Ultimately, such statistical takeaways can range from a reflection of a coach’s priorities to, well, nothing at all really. And that doesn’t account for personnel.

For example, at NDC last season, Koenig’s Falcons ran more offense through the blocks and elbows than Mazzulla. Koenig’s Falcons also had a walking 25-and-10 and reigning MEC Player of the Year in senior forward Will Vorhees. Of course, they’d tailor the offense to his sweet spots.

“There could be some different philosophies, but that doesn’t mean it’s right or wrong,” Koenig said on Monday. “That’s just who I am and who (Mazzulla) is.”

Mazzulla made his personal tweaks after Calhoun moved on to Youngstown, and Koenig will surely do the same now. The caveat behind that reshuffling is the state of the roster. When Mazzulla took over for Calhoun after FSU’s Division II national runner-up finish, he watched a lot of talent graduate in two All-Atlantic Region forwards in Matt Bingaya and Thomas Wimbush as well as FSU’s all-time steals and assists leader in Shammgod Wells Jr. Full-time starting center Trevor Andrews-Evans, a shot-blocking force, graduated as well.

But between point guard Jason Jolly and wing Vonte Montgomery, Mazzulla had two every-game starters returning to go with nightly rotation players in D.J. Stockman, Andrew Emrick and Troy Cantrell. Toss inexperienced players in wing Caleb Davis and stretch forward R.J. Hutcherson coming back from injury, and Mazzulla had plenty of pieces toward a sturdy starting lineup and rotation in his debut season as head coach.

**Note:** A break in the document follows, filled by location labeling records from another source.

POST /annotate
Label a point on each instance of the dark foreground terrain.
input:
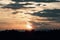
(32, 35)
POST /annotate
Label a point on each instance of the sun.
(29, 26)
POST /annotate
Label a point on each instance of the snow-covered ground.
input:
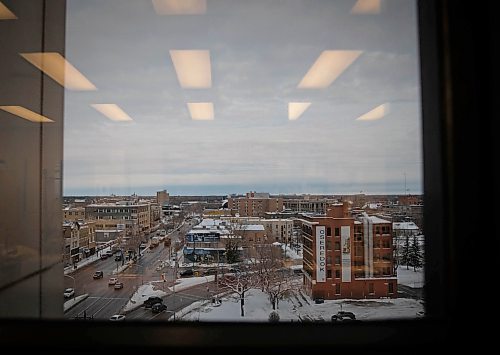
(297, 308)
(142, 294)
(85, 262)
(409, 277)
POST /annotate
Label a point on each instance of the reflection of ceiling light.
(112, 111)
(328, 66)
(180, 7)
(295, 109)
(25, 113)
(5, 13)
(375, 114)
(59, 69)
(366, 7)
(201, 111)
(192, 68)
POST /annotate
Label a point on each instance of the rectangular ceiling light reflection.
(366, 7)
(59, 69)
(375, 114)
(192, 68)
(5, 13)
(26, 114)
(296, 109)
(180, 7)
(112, 111)
(328, 66)
(201, 111)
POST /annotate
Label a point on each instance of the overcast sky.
(260, 51)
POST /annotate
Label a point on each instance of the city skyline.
(258, 58)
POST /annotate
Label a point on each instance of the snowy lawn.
(142, 294)
(182, 284)
(409, 277)
(299, 307)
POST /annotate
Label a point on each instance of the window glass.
(232, 121)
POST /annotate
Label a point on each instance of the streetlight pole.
(74, 285)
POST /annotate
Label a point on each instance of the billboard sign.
(320, 254)
(345, 240)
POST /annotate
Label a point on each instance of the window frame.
(439, 27)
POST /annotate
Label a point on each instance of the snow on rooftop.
(377, 220)
(405, 225)
(251, 227)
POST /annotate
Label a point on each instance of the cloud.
(259, 54)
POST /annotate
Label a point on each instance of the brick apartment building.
(346, 257)
(254, 204)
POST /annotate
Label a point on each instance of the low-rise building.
(79, 241)
(347, 257)
(254, 204)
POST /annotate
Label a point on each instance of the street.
(104, 300)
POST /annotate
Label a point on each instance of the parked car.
(117, 317)
(210, 272)
(69, 292)
(151, 301)
(186, 273)
(343, 316)
(158, 307)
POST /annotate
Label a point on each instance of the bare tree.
(240, 282)
(273, 278)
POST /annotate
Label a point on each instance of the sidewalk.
(74, 301)
(85, 262)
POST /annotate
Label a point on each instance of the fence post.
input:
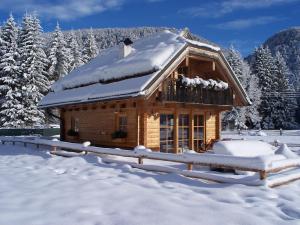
(263, 174)
(141, 160)
(189, 166)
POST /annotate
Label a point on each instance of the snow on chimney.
(126, 48)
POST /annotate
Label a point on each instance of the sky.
(245, 24)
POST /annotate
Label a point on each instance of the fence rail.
(264, 165)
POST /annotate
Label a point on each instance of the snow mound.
(141, 149)
(243, 148)
(257, 133)
(286, 151)
(86, 143)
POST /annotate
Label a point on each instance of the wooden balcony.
(173, 91)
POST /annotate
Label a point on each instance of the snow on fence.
(264, 165)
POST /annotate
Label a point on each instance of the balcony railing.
(174, 91)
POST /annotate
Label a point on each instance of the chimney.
(126, 48)
(186, 33)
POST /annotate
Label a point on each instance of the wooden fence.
(264, 165)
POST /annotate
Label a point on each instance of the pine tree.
(58, 56)
(35, 82)
(90, 47)
(264, 68)
(10, 86)
(253, 118)
(75, 53)
(285, 106)
(237, 114)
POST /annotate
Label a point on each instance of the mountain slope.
(287, 42)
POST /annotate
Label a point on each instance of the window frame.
(181, 127)
(197, 126)
(124, 126)
(75, 124)
(169, 126)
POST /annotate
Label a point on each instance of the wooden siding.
(211, 125)
(97, 125)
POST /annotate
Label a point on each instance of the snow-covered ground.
(291, 137)
(36, 188)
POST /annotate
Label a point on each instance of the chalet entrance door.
(198, 127)
(166, 133)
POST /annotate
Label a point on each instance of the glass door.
(183, 131)
(166, 133)
(198, 141)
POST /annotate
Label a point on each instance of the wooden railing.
(263, 164)
(173, 91)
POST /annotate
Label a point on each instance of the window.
(183, 131)
(166, 133)
(198, 132)
(183, 70)
(75, 124)
(123, 123)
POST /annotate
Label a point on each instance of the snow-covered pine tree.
(285, 106)
(253, 118)
(75, 53)
(265, 69)
(90, 47)
(58, 55)
(237, 114)
(35, 82)
(10, 87)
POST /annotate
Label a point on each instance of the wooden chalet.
(165, 92)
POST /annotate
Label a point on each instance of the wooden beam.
(176, 131)
(213, 66)
(191, 126)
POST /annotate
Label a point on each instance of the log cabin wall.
(152, 126)
(96, 123)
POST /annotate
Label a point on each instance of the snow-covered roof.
(111, 75)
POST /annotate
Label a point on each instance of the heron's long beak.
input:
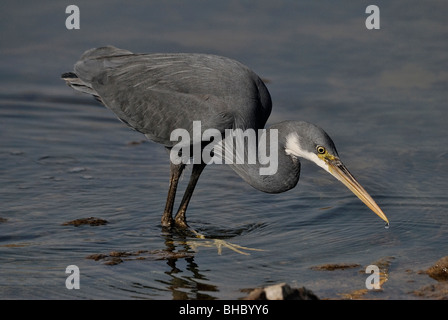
(340, 172)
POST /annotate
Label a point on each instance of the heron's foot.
(218, 243)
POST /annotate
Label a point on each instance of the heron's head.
(308, 141)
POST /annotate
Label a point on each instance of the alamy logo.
(234, 147)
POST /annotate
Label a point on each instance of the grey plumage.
(158, 93)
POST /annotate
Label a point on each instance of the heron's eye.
(320, 150)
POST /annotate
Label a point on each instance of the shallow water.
(380, 94)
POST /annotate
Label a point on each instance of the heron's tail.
(76, 83)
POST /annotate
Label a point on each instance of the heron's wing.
(157, 93)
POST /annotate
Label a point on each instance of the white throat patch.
(293, 147)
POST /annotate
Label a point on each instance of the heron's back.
(157, 93)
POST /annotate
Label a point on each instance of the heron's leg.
(180, 219)
(175, 172)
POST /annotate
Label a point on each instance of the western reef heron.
(157, 93)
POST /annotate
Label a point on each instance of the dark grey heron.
(157, 93)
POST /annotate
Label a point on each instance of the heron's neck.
(273, 172)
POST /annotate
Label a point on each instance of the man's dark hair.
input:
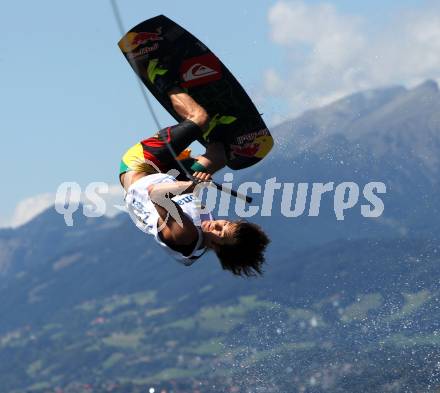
(245, 256)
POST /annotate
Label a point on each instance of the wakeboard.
(234, 119)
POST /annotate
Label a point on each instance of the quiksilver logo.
(198, 71)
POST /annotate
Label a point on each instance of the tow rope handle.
(222, 188)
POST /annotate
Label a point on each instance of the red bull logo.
(133, 40)
(248, 150)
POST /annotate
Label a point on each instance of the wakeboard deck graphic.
(234, 119)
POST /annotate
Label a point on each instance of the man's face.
(219, 231)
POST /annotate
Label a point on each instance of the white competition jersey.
(145, 216)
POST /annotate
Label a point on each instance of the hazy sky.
(71, 106)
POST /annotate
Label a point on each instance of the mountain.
(388, 135)
(344, 306)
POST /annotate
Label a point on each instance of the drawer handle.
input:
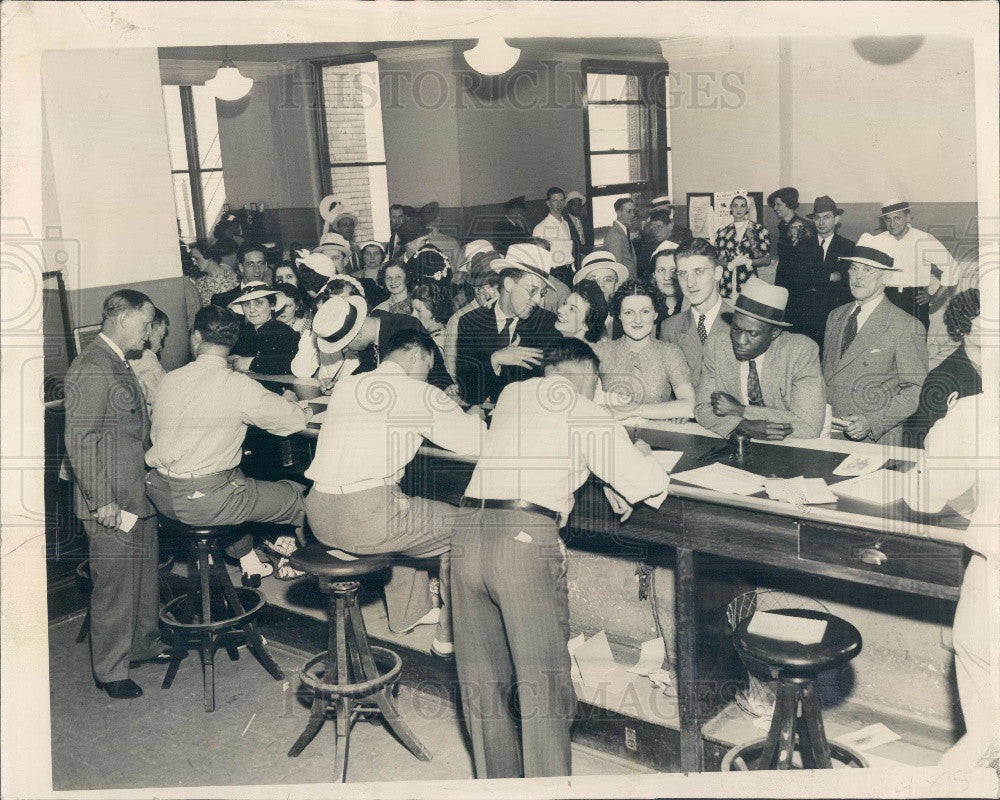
(873, 556)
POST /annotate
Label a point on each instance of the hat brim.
(585, 272)
(338, 344)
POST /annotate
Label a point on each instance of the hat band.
(349, 320)
(871, 254)
(744, 303)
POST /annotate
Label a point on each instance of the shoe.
(121, 690)
(443, 649)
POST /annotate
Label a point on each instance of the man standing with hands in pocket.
(107, 433)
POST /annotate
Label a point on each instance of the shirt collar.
(113, 346)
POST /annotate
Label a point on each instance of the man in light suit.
(699, 275)
(618, 239)
(763, 381)
(107, 433)
(874, 354)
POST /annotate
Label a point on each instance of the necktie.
(850, 330)
(753, 386)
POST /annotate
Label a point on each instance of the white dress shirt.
(556, 232)
(544, 441)
(914, 254)
(375, 423)
(200, 416)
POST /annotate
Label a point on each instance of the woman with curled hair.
(959, 375)
(584, 313)
(642, 376)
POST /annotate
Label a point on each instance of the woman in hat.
(743, 245)
(642, 376)
(265, 345)
(584, 313)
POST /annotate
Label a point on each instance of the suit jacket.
(478, 339)
(682, 331)
(790, 381)
(618, 243)
(107, 432)
(880, 374)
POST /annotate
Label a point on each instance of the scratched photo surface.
(308, 492)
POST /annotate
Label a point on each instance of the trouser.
(511, 631)
(973, 631)
(227, 498)
(124, 597)
(385, 520)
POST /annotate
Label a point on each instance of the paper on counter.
(651, 657)
(722, 478)
(667, 458)
(859, 464)
(787, 629)
(800, 491)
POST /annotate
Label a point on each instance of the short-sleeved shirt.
(650, 375)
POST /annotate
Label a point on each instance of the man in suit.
(503, 343)
(512, 228)
(874, 354)
(107, 433)
(699, 274)
(618, 239)
(826, 218)
(764, 381)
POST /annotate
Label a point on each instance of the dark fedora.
(824, 204)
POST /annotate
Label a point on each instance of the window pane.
(604, 87)
(206, 123)
(353, 112)
(213, 190)
(624, 168)
(175, 127)
(185, 210)
(365, 191)
(609, 127)
(604, 215)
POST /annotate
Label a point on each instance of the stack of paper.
(723, 478)
(800, 491)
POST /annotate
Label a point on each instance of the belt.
(520, 505)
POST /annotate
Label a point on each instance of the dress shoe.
(121, 690)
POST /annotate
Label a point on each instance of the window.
(352, 157)
(195, 158)
(626, 136)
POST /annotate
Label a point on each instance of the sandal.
(286, 572)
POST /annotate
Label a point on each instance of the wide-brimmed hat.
(763, 301)
(894, 204)
(869, 251)
(823, 204)
(600, 259)
(318, 262)
(527, 257)
(255, 290)
(338, 321)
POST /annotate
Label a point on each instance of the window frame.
(653, 79)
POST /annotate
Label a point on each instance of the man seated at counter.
(356, 504)
(763, 381)
(201, 412)
(874, 354)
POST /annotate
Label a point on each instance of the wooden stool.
(220, 616)
(83, 574)
(349, 675)
(797, 721)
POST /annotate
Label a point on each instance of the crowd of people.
(499, 350)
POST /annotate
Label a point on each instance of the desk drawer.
(897, 556)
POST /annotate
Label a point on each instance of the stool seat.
(315, 558)
(841, 642)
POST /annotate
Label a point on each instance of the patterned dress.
(755, 243)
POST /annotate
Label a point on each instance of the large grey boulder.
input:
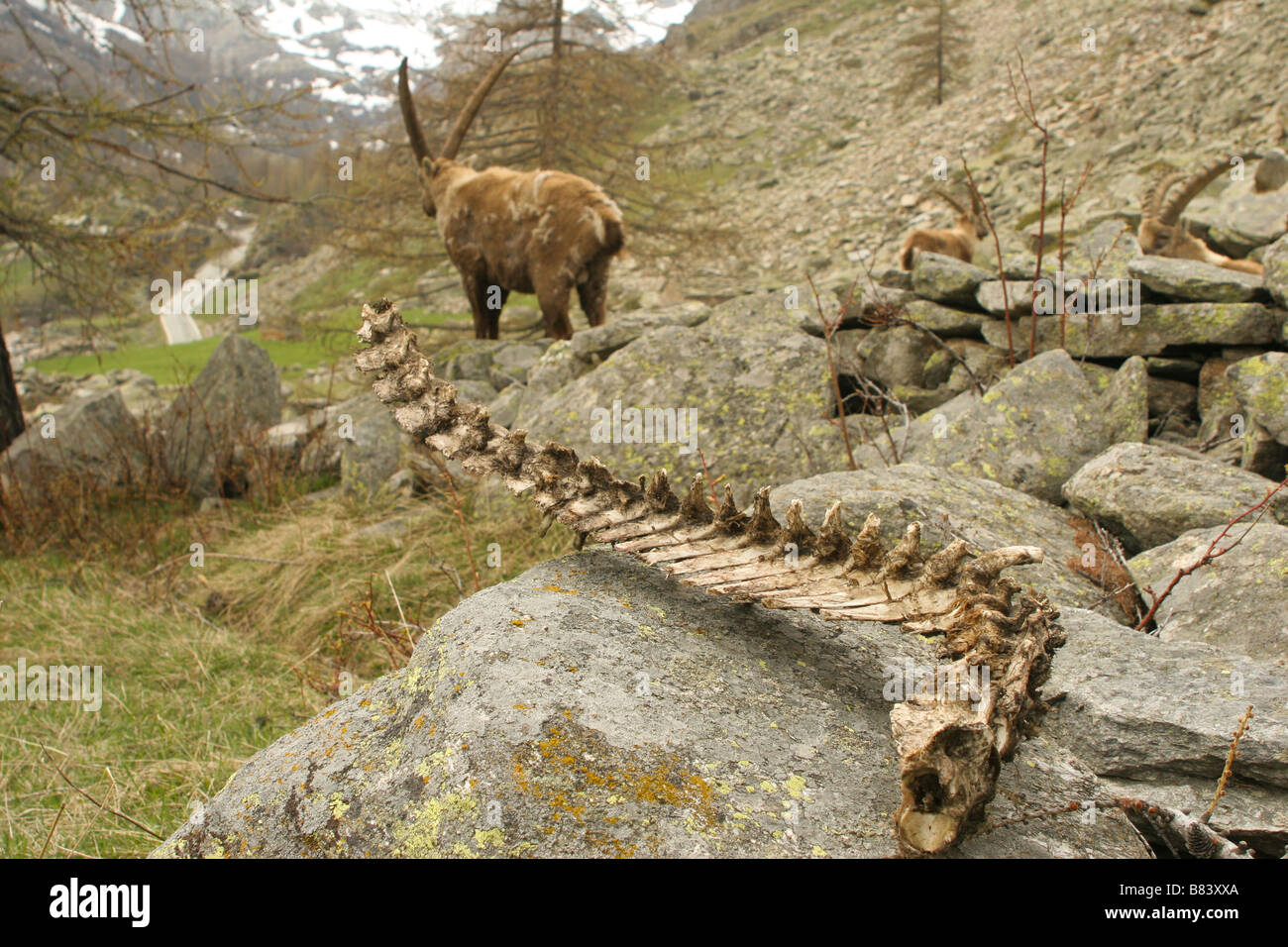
(1150, 330)
(1247, 222)
(1261, 386)
(1126, 402)
(1031, 431)
(1236, 602)
(1138, 707)
(896, 356)
(90, 438)
(1192, 279)
(746, 388)
(619, 331)
(236, 395)
(952, 506)
(945, 321)
(1149, 495)
(591, 707)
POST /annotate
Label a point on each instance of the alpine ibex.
(957, 241)
(1163, 234)
(509, 231)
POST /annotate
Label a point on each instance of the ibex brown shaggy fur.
(1162, 231)
(509, 231)
(957, 241)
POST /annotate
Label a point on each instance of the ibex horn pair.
(1160, 230)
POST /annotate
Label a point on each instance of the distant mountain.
(346, 52)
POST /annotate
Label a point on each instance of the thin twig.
(1030, 114)
(997, 248)
(101, 805)
(46, 847)
(1229, 763)
(1210, 556)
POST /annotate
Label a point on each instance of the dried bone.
(951, 751)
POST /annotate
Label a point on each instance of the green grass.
(175, 365)
(205, 667)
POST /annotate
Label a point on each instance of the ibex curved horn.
(1151, 198)
(1189, 188)
(472, 106)
(419, 147)
(463, 121)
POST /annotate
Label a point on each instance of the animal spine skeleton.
(505, 231)
(951, 750)
(1162, 231)
(956, 241)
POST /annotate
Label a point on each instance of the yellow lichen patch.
(338, 805)
(579, 776)
(420, 835)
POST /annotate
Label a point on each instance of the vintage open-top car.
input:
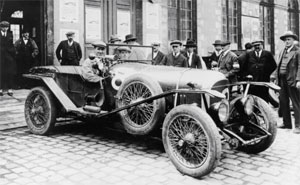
(188, 104)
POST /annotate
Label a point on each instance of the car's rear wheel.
(40, 111)
(191, 140)
(263, 116)
(143, 118)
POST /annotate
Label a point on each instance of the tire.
(190, 123)
(144, 118)
(40, 111)
(263, 112)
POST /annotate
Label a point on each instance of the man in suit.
(158, 56)
(194, 61)
(227, 62)
(175, 58)
(26, 53)
(242, 58)
(288, 74)
(260, 64)
(68, 51)
(136, 52)
(216, 54)
(7, 59)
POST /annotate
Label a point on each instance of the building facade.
(238, 21)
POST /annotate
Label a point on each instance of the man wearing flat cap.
(158, 56)
(194, 60)
(175, 58)
(260, 64)
(7, 59)
(26, 55)
(68, 51)
(216, 54)
(288, 74)
(227, 60)
(136, 52)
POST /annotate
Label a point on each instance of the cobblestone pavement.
(84, 154)
(90, 154)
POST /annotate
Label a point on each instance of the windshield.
(127, 52)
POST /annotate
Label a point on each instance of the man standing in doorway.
(158, 56)
(288, 74)
(260, 64)
(194, 60)
(216, 54)
(175, 58)
(26, 53)
(68, 51)
(7, 59)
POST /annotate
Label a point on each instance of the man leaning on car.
(288, 74)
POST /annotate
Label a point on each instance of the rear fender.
(56, 90)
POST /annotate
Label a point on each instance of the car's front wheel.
(191, 140)
(40, 111)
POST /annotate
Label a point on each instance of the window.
(293, 19)
(230, 23)
(182, 19)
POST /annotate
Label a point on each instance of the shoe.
(283, 126)
(9, 92)
(296, 130)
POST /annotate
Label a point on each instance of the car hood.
(169, 76)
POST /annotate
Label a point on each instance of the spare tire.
(142, 118)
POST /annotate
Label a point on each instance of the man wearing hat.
(175, 58)
(215, 55)
(260, 64)
(114, 39)
(26, 55)
(288, 74)
(194, 61)
(227, 60)
(124, 52)
(7, 59)
(68, 51)
(158, 56)
(136, 52)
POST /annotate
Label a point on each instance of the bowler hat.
(190, 43)
(99, 44)
(70, 33)
(257, 42)
(114, 38)
(124, 48)
(176, 42)
(4, 24)
(217, 43)
(129, 37)
(289, 34)
(155, 44)
(225, 43)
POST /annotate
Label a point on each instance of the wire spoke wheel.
(188, 141)
(262, 116)
(191, 140)
(40, 111)
(142, 118)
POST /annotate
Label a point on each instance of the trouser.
(286, 93)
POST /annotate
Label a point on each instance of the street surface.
(79, 153)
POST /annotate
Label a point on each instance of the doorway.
(28, 14)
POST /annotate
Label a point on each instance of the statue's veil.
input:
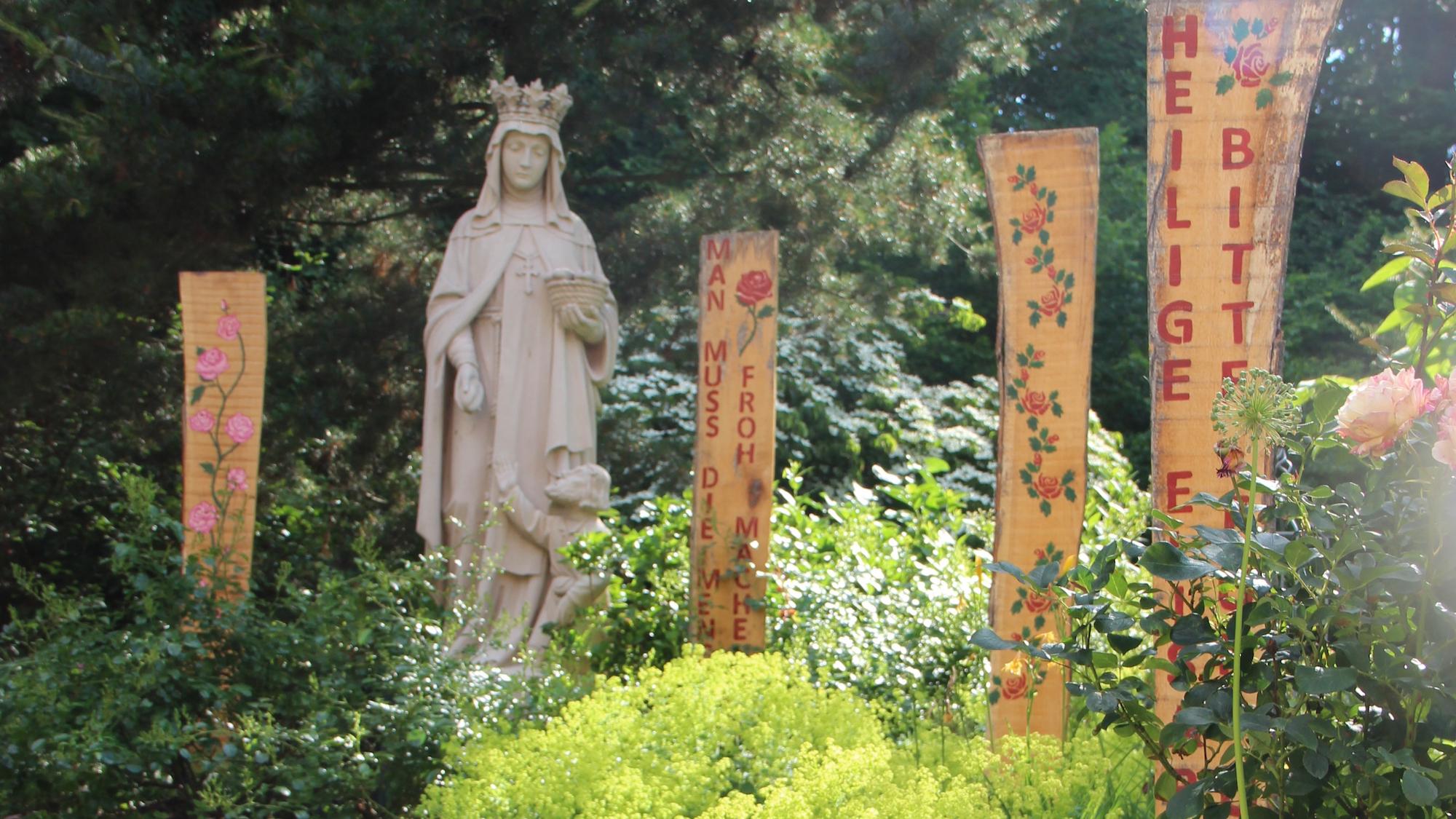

The cupboard is more barren for Koenig going into next season, with three starters in Vince Franklin, Jolly, Montgomery and Hutcherson graduating and Emrick, the team’s sixth man and third-leading scoring transferring to Findlay. Outside of starting wings Kenzie Melko and Cole VonHandorf, Fairmont State’s rotation has nearly been plucked clean.

Based on the Falcons’ current roster projection, just 34.6 percent of the team’s 6,300 minutes from this past season will be back.

“Now you’re gonna look and say there are no seniors on the roster, and experience is always a question mark,” admitted Koenig on Monday. “I know we have a lot of learning, myself included, and a lot of growth, myself included, but we’re really looking forward to that challenge. I’m very confident in this group. We’re talented.”